Whether you're paying a lawyer to prepare your will or you're creating your own online, I recommend that you prepare in advance by gathering important information that will need to be included, and giving some thought to the decisions you'll have to make. For example, you don't want to be sitting in front of your lawyer trying to decide who will care for your minor children. Time is money, especially in the legal profession. To help, here's a list of information to come prepared with:

  • A shortlist of potential executors/powers of attorney
  • A full list of the property you own ie. real estate, vehicles, insurance policies
  • A listing of bank accounts, investments, debts, including where they are located
  • Name of the guardian(s) of any minor children
  • A list of the friends and/or loved ones you will be leaving things to (beneficiaries)
  • Any final wishes regarding funeral, cremation vs. burial etc.
  • A copy of your previous will, if one exists.

What is a blank form will kit?

For many years, one of the only options for Canadians who wanted to create their own will involved filling out something called a blank form will kit. They are not designed to accommodate anything beyond the most basic estate. If you plan to transfer 100% of your possessions to your spouse, a blank form will kit might suffice. If not, you could run into problems. They are also very confusing. There is no advice component. They're a generic form with a lot of blank space, and little guidance on how to properly fill out the document. Because of this, blank form will kits can be easily challenged in court by parties who may interpret your wishes much differently than you intended.

When you should use a lawyer for your will

For most Canadians, online will kits are a perfectly viable solution for making a will. If nothing else, the convenience and affordability should remove most of the objections people have about dealing with estate matters. That said, there is no full substitute for dealing in person with a legal expert. If your estate involves anything complex ie. blended family, ownership of a corporation or foreign property, you should have your will completed by a lawyer. They will make sure there are no gaps in your estate planning, and that your wishes are fulfilled after you pass away.

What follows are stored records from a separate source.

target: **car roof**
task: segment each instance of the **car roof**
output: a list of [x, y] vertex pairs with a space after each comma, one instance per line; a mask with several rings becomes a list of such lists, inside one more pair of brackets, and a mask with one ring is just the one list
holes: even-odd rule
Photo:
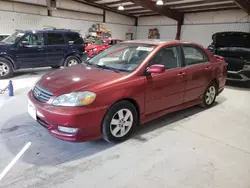
[[25, 30], [25, 33], [77, 33], [76, 31], [71, 31], [69, 29], [44, 29], [44, 30]]
[[167, 45], [167, 44], [192, 44], [192, 45], [198, 45], [197, 43], [194, 42], [186, 42], [186, 41], [180, 41], [180, 40], [130, 40], [130, 41], [124, 41], [123, 43], [136, 43], [136, 44], [150, 44], [150, 45]]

What happens if I don’t write a will?

If you don't write a will, it means that you'll have no say over what happens to your estate. In fact, the government could decide how your assets are divided. It also opens up your estate to the potential for disputes between family members. Many once close-knit families have been torn apart over estate matters when everyone has their own opinion as to how things should be divided.

Having a will saves time

Even if you have a will, it will take time for your executor to settle your estate. There's a lot of paperwork involved, and regardless of the matter they are dealing with, be it real estate, banking, or dealing with the government, most will encounter plenty of red tape along the way. If there is no will, however, the process can drag out much longer, meaning that your assets could be frozen for months, or even years.

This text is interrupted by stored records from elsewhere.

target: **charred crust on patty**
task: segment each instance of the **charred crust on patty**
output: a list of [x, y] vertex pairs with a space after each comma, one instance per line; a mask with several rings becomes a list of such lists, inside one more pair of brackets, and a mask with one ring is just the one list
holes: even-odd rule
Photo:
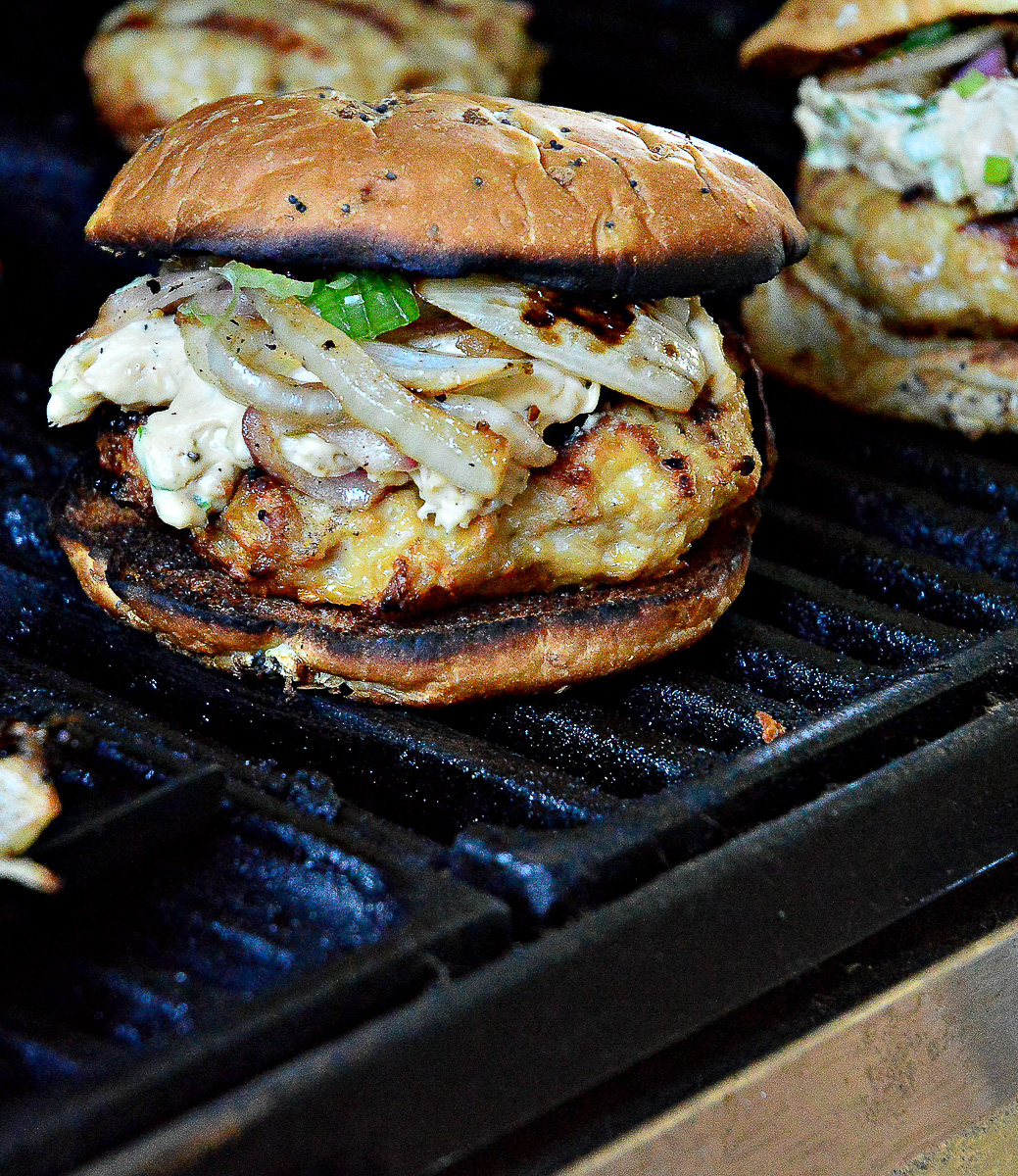
[[758, 514], [748, 502], [719, 519], [662, 579], [366, 619], [253, 595], [179, 532], [115, 503], [98, 473], [86, 459], [54, 508], [58, 537], [96, 603], [213, 666], [273, 661], [297, 686], [346, 683], [359, 697], [417, 706], [552, 690], [691, 644], [738, 595]]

If you are without a will, it means that you have no executor to manage your estate. In this case, another person has to step forward and request something called Letters of Administration. This is similar to a Grant of Probate and gives this person the ability to access the accounts and property held in the deceased's name, and pay any taxes or debts owing, and disburse any remaining funds. This process takes time and can prevent estate assets from being distributed for a prolonged period. This could cause undue hardship for the loved ones you have left behind.

Writing a will in Canada – summary

The vast majority of adult Canadians should have a will. There's simply too much at stake to avoid this financial responsibility. It's the only way you can ensure your assets are properly distributed after you pass away. Who will be the executor of your estate if you don't assign one? Parents, who will be the guardian of your children if you're no longer around? Thankfully, wills are more affordable and accessible than ever with the advent of the online will kit, while a lawyer remains the best option for wills if a person has a complex estate. No matter which option you choose, the one piece of advice I can give is to not delay – address your estate planning needs today.